Software health management

Software health management is defined as a technology that applies the principles and techniques of system health management to software systems. It is motivated by the apparent gap between the importance and complexity of software in today’s cyber-physical systems and the rare, but undoubtedly present occurrence of software malfunctions in those systems. While engineers strive to create dependable systems unforeseen environmental conditions or faults in the hardware can trigger latent defects in the software with potentially negative consequences. The goal of software health management is to maintain system function and performance, even when software fails in unexpected ways.

System health management is a well-established discipline in aerospace systems: many air and space vehicles today have quite elaborate health management systems on board. Software fault tolerance techniques are also well-known and practiced since the days when computers were first used in critical applications. Software health management combines these directions: it borrows techniques like anomaly detection, fault diagnostics and mitigation from the first and techniques like triple modular redundancy and checkpoints and restarts from the second to manage the ‘health’ of the software system to maintain functionality and performance. Like in system health management, the goal of software health management is to prevent a software fault from becoming a system failure.

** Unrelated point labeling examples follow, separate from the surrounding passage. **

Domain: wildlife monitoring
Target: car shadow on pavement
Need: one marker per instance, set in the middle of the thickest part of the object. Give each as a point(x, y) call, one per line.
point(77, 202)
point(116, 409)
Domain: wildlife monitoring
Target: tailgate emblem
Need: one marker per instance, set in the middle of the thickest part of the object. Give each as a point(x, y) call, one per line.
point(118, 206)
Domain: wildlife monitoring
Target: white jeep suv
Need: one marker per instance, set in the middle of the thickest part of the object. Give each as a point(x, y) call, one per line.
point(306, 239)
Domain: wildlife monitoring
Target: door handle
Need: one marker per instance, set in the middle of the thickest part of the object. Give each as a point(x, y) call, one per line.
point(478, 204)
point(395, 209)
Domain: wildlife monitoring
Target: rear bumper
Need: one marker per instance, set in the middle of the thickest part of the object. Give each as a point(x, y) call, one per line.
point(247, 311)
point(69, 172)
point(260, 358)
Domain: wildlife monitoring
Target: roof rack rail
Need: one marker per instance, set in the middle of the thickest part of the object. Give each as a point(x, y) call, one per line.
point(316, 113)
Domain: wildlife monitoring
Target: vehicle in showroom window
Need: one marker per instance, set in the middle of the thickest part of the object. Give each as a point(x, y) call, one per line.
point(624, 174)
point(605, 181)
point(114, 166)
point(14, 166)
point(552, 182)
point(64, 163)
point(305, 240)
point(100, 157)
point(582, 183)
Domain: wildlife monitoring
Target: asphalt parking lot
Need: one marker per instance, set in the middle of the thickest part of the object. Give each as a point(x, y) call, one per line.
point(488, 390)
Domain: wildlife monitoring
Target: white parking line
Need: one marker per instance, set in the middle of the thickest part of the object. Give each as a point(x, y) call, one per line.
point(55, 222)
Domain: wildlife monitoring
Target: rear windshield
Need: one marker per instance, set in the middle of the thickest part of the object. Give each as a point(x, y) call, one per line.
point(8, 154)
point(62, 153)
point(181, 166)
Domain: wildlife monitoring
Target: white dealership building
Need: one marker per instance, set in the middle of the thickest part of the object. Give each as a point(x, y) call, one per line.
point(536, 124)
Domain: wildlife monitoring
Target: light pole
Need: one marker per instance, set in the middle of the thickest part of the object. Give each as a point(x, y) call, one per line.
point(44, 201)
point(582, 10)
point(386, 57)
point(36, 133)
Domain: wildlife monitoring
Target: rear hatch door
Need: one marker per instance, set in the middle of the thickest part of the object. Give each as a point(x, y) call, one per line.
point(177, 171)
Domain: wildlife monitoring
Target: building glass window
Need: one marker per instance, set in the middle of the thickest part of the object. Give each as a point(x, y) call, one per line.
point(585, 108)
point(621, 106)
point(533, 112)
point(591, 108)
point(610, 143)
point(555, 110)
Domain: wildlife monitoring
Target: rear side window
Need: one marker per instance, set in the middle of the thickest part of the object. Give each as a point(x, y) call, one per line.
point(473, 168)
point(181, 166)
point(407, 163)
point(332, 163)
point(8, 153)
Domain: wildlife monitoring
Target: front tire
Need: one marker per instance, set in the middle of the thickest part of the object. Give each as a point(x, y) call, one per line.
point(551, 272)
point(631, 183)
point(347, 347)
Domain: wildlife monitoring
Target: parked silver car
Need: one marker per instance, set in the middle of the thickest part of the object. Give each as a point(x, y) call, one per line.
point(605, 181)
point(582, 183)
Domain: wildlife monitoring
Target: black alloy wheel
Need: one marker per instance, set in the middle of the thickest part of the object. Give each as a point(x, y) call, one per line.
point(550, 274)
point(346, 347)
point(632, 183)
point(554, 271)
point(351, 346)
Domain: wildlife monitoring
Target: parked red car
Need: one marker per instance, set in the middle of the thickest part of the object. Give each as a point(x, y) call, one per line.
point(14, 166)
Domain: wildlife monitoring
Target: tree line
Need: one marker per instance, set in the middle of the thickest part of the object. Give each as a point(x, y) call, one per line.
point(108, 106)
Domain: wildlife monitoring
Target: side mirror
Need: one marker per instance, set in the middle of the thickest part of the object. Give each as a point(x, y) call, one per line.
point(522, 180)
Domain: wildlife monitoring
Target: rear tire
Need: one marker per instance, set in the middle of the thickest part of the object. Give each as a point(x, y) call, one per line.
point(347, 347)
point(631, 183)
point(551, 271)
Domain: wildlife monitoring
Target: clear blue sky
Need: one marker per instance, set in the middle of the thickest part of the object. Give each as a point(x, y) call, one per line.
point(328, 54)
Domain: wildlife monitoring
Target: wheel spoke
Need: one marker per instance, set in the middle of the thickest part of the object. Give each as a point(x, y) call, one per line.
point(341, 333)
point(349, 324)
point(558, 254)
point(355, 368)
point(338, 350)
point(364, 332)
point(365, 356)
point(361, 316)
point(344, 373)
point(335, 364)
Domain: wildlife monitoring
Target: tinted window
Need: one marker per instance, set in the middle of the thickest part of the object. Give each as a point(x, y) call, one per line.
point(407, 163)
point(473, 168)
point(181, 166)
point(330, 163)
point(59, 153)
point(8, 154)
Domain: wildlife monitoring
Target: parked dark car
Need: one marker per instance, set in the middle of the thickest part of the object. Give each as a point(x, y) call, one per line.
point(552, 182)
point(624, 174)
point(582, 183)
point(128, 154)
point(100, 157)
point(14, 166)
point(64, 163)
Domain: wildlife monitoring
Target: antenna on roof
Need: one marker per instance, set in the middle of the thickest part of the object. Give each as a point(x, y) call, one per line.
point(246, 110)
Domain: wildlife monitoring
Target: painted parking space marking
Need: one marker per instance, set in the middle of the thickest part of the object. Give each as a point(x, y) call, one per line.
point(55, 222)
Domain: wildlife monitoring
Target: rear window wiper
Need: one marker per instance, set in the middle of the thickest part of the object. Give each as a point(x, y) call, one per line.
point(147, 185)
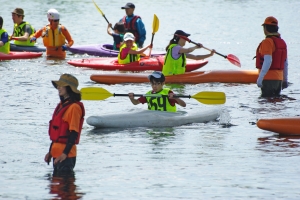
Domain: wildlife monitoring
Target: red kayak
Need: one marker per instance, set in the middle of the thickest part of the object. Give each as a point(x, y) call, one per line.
point(20, 55)
point(153, 63)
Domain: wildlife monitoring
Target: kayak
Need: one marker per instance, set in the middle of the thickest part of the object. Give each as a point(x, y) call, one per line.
point(102, 50)
point(283, 126)
point(153, 63)
point(150, 118)
point(221, 76)
point(14, 47)
point(20, 55)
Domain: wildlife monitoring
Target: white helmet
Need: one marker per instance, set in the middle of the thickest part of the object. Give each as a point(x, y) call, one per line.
point(53, 14)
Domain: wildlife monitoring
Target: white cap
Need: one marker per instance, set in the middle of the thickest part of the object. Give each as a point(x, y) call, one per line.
point(53, 14)
point(129, 36)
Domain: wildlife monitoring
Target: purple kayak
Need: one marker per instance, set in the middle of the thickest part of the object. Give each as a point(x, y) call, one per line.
point(103, 50)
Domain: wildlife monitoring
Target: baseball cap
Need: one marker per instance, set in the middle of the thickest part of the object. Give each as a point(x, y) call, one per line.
point(128, 5)
point(180, 32)
point(18, 11)
point(129, 36)
point(271, 21)
point(156, 74)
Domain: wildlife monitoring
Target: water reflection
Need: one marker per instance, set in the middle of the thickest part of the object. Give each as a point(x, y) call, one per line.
point(63, 187)
point(278, 143)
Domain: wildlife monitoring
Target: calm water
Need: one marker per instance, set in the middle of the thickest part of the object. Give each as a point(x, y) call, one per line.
point(199, 161)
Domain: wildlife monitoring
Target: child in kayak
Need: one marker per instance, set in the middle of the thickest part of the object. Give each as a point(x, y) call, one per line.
point(175, 59)
point(118, 34)
point(129, 51)
point(166, 102)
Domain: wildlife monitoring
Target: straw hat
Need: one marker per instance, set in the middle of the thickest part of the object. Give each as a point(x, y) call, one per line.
point(67, 80)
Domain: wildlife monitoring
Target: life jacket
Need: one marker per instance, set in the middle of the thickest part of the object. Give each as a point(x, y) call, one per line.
point(59, 129)
point(117, 46)
point(6, 47)
point(130, 57)
point(279, 56)
point(160, 103)
point(19, 31)
point(174, 66)
point(130, 26)
point(53, 38)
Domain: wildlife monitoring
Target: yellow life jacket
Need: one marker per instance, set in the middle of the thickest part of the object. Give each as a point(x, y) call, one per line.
point(6, 47)
point(53, 38)
point(174, 66)
point(160, 103)
point(19, 31)
point(130, 57)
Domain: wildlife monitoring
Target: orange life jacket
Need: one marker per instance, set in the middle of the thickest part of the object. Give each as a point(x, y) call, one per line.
point(59, 129)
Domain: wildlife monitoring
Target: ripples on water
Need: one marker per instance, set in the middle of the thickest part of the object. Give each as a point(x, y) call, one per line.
point(225, 159)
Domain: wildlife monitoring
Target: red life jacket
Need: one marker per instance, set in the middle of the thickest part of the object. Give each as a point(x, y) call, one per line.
point(130, 27)
point(59, 129)
point(279, 56)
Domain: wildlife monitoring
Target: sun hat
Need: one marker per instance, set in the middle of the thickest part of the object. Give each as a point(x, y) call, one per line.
point(129, 36)
point(67, 80)
point(270, 21)
point(18, 11)
point(156, 74)
point(128, 5)
point(53, 14)
point(180, 32)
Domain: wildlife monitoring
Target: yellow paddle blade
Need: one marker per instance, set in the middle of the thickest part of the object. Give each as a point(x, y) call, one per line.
point(98, 8)
point(210, 97)
point(93, 93)
point(155, 24)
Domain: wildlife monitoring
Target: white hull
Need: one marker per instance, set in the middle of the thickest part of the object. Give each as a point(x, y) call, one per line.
point(148, 118)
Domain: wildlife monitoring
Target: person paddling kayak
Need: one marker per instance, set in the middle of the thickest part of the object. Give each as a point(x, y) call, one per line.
point(4, 44)
point(22, 30)
point(129, 51)
point(65, 126)
point(54, 36)
point(166, 102)
point(175, 59)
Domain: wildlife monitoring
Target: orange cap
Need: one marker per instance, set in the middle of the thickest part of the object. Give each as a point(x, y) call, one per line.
point(271, 21)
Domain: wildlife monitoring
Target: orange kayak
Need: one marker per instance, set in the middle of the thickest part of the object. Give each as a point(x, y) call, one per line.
point(222, 76)
point(146, 63)
point(283, 126)
point(20, 55)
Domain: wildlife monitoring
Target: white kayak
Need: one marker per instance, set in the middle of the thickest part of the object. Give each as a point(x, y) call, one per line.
point(149, 118)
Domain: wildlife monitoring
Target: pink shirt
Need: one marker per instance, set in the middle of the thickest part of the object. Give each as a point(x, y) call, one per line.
point(124, 53)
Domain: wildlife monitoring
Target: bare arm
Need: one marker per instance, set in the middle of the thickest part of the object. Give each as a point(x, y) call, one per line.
point(200, 57)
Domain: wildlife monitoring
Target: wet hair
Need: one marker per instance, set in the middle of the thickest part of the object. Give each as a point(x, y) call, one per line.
point(120, 27)
point(1, 22)
point(271, 28)
point(174, 40)
point(157, 80)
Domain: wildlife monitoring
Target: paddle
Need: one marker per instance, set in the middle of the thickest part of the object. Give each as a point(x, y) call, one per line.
point(155, 26)
point(231, 58)
point(101, 13)
point(205, 97)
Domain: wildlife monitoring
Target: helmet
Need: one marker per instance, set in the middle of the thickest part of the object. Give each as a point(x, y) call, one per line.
point(53, 14)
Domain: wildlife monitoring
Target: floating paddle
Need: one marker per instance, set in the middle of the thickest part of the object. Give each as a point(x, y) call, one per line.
point(155, 26)
point(100, 11)
point(205, 97)
point(232, 58)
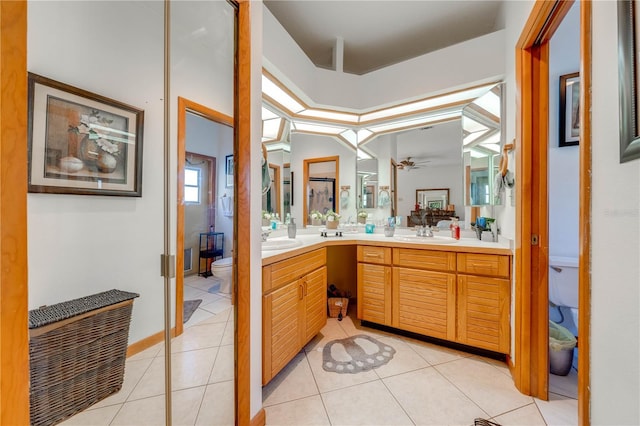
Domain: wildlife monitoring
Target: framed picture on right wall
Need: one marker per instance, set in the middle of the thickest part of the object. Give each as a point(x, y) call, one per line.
point(569, 119)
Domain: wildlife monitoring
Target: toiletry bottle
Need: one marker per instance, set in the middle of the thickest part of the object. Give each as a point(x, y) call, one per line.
point(291, 228)
point(455, 229)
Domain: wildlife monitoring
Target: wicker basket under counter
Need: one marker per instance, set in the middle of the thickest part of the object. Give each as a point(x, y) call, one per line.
point(77, 353)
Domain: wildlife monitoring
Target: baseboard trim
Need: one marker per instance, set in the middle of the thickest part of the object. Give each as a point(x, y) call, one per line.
point(260, 419)
point(147, 342)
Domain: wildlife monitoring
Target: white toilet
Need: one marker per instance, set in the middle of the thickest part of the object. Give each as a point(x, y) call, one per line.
point(563, 284)
point(223, 269)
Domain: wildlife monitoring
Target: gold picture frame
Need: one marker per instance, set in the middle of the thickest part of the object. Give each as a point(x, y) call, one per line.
point(82, 143)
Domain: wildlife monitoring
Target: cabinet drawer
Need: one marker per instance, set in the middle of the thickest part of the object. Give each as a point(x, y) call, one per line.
point(484, 264)
point(281, 273)
point(369, 254)
point(425, 259)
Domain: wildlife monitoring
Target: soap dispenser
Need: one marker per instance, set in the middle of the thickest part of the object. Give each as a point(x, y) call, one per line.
point(455, 228)
point(291, 228)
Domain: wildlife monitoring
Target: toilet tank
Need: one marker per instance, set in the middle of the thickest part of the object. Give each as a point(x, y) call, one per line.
point(563, 281)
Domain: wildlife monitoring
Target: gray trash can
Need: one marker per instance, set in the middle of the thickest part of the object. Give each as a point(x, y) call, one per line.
point(561, 345)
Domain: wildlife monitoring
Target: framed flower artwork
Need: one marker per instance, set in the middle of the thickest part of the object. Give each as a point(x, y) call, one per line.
point(569, 118)
point(81, 142)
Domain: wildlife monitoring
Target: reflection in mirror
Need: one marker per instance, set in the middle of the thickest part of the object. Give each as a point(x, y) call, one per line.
point(321, 180)
point(286, 190)
point(271, 198)
point(482, 142)
point(393, 179)
point(309, 148)
point(433, 198)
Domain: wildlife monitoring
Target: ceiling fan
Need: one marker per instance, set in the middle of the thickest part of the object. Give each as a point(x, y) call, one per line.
point(409, 164)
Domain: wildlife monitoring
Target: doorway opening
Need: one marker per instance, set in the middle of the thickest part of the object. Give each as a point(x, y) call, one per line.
point(531, 363)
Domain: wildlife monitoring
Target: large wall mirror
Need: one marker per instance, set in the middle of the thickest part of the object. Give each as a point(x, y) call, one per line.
point(366, 181)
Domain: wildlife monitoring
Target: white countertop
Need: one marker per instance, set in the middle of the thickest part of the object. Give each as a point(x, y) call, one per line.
point(310, 237)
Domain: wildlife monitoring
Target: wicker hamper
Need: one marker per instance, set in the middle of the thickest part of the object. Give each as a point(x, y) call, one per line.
point(77, 352)
point(337, 304)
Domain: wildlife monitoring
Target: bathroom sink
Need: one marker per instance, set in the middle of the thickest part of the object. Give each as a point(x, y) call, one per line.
point(280, 244)
point(425, 240)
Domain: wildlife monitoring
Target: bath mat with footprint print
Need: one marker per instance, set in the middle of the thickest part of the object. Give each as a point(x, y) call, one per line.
point(355, 354)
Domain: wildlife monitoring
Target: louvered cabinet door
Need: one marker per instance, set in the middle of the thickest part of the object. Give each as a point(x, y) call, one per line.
point(483, 312)
point(424, 302)
point(374, 293)
point(315, 303)
point(282, 317)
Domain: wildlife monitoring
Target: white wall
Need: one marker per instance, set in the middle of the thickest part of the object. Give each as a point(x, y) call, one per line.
point(564, 163)
point(434, 72)
point(255, 185)
point(213, 139)
point(80, 245)
point(615, 250)
point(430, 178)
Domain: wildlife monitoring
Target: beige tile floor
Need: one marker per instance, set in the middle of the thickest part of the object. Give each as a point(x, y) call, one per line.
point(424, 384)
point(202, 365)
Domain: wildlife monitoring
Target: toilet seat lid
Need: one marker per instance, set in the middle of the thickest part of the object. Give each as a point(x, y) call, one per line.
point(223, 262)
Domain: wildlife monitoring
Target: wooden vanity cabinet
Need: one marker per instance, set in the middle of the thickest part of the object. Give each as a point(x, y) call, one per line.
point(484, 301)
point(294, 308)
point(374, 284)
point(424, 292)
point(457, 296)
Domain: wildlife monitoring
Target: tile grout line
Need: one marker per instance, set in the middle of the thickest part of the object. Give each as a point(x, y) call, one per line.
point(396, 399)
point(315, 381)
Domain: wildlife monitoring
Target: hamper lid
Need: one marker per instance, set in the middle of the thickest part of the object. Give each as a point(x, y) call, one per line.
point(63, 310)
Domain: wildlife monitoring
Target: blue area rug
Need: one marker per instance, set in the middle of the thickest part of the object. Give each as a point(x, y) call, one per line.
point(190, 307)
point(355, 354)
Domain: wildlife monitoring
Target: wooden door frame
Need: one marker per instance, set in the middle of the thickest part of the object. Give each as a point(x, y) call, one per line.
point(187, 106)
point(14, 336)
point(530, 367)
point(305, 178)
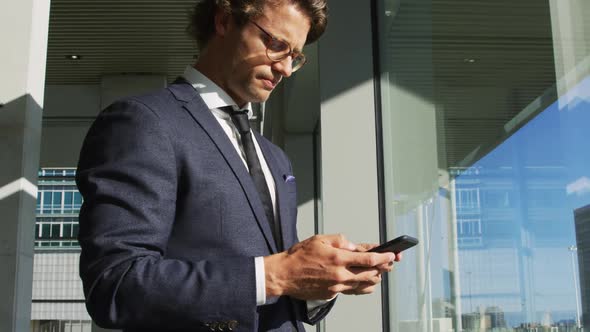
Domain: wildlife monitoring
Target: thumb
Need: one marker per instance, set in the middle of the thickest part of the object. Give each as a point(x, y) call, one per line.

Software health management is not a formal discipline yet and its specific techniques are being worked out in a number of projects. This collection of papers aims at providing an overview of this new field. The paper by Srivastava and Schumann provides an introduction and justification why software health management is not only relevant but also necessary for safety critical systems where dependability is of the utmost importance. The rest of the collection follows the flow in a typical system health management system: anomaly detection, through fault diagnosis, to fault mitigation. The paper by Pike, Wegmann, Niller, and Goodloe shows how run-time monitoring and anomaly detection on software can be realized using a functional language. Person and Rungta introduce the technique of directed incremental symbolic execution that can be used to maintain the correctness of software monitors. The paper by Schumann, Mbaya, Menshoel, Pipatsrisawat, Srivastava, Choi, and Darwiche presents how Bayesian techniques can be used for anomaly detection and fault diagnostics for software systems. Finally, the paper by Mahadevan, Dubey, Balasubramanian, and Karsai shows how software fault mitigation can be implemented using a declarative specifications and general search algorithms.

This collection of papers represents the state-of-the-art for software health management. We hope that it will also motivate new research and development in this exciting new field.